Note that in this case your custom scheduler / worker job descriptions MUST use srun --tasks=1 ... to make sure that exactly one scheduler / worker is started on one node.

Also make sure to not lauch more jobs than you have nodes - otherwise the new jobs will stay “QUEUED”.

Port forwarding / tunneling

Opens a local server socket for clients to connect to, where traffic gets forwarded to a service on a HPC cluster login (or compute) node. This feature requires UNICORE 9.1.0 or later on the server side.

You can use this feature in two ways

  • in your own applications via the pyunicore.client.Job class.

  • you can also open a tunnel from the command line using the pyunicore.forwarder module

Here is an example for a command line tool invocation:

LOCAL_PORT=4322
JOB_URL=https://localhost:8080/DEMO-SITE/rest/core/jobs/some_job_id
REMOTE_PORT=8000
python3 -m pyunicore.forwarder --token <your_auth_token> \
   -L $LOCAL_PORT \
   $JOB_URL/forward-port?port=REMOTE_PORT \

Your application can now connect to localhost:4322 but all traffic will be forwarded to port 8000 on the login node.

See

python3 -m pyunicore.forwarder --help

for all options.

License

BSD 3-Clause License

Copyright (c) Human Brain Project, Forschungszentrum Juelich GmbH
All rights reserved.

Redistribution and use in source and binary forms, with or without
modification, are permitted provided that the following conditions are met:

* Redistributions of source code must retain the above copyright notice, this
  list of conditions and the following disclaimer.
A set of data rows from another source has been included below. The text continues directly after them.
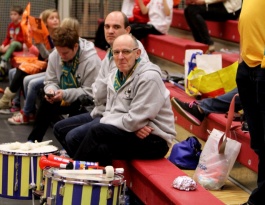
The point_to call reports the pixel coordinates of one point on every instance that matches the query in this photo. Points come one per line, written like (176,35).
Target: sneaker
(21,119)
(5,111)
(2,74)
(3,64)
(14,109)
(211,49)
(188,110)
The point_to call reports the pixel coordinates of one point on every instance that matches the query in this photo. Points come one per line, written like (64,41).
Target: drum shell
(18,168)
(16,175)
(81,193)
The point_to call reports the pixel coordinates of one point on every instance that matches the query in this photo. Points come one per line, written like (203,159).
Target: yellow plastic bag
(212,84)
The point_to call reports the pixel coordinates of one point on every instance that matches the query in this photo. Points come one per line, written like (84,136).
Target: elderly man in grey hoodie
(71,131)
(72,69)
(137,99)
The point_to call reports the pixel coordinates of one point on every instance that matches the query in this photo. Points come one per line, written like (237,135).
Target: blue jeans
(16,99)
(220,104)
(251,88)
(71,131)
(32,85)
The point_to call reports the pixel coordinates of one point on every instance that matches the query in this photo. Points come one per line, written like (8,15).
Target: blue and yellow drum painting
(94,190)
(19,171)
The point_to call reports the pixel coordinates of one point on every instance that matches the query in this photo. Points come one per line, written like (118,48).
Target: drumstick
(108,170)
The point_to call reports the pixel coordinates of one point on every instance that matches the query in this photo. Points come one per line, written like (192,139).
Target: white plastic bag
(214,167)
(218,156)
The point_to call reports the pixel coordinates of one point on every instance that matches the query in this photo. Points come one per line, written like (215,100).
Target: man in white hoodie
(72,69)
(197,11)
(138,121)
* Redistributions in binary form must reproduce the above copyright notice,
  this list of conditions and the following disclaimer in the documentation
  and/or other materials provided with the distribution.

* Neither the names of the copyright holders nor the names of its
  contributors may be used to endorse or promote products derived from
  this software without specific prior written permission.

THIS SOFTWARE IS PROVIDED BY THE COPYRIGHT HOLDERS AND CONTRIBUTORS "AS IS"
AND ANY EXPRESS OR IMPLIED WARRANTIES, INCLUDING, BUT NOT LIMITED TO, THE
IMPLIED WARRANTIES OF MERCHANTABILITY AND FITNESS FOR A PARTICULAR PURPOSE ARE
DISCLAIMED. IN NO EVENT SHALL THE COPYRIGHT HOLDER OR CONTRIBUTORS BE LIABLE
FOR ANY DIRECT, INDIRECT, INCIDENTAL, SPECIAL, EXEMPLARY, OR CONSEQUENTIAL
DAMAGES (INCLUDING, BUT NOT LIMITED TO, PROCUREMENT OF SUBSTITUTE GOODS OR
SERVICES; LOSS OF USE, DATA, OR PROFITS; OR BUSINESS INTERRUPTION) HOWEVER
CAUSED AND ON ANY THEORY OF LIABILITY, WHETHER IN CONTRACT, STRICT LIABILITY,
OR TORT (INCLUDING NEGLIGENCE OR OTHERWISE) ARISING IN ANY WAY OUT OF THE USE
OF THIS SOFTWARE, EVEN IF ADVISED OF THE POSSIBILITY OF SUCH DAMAGE.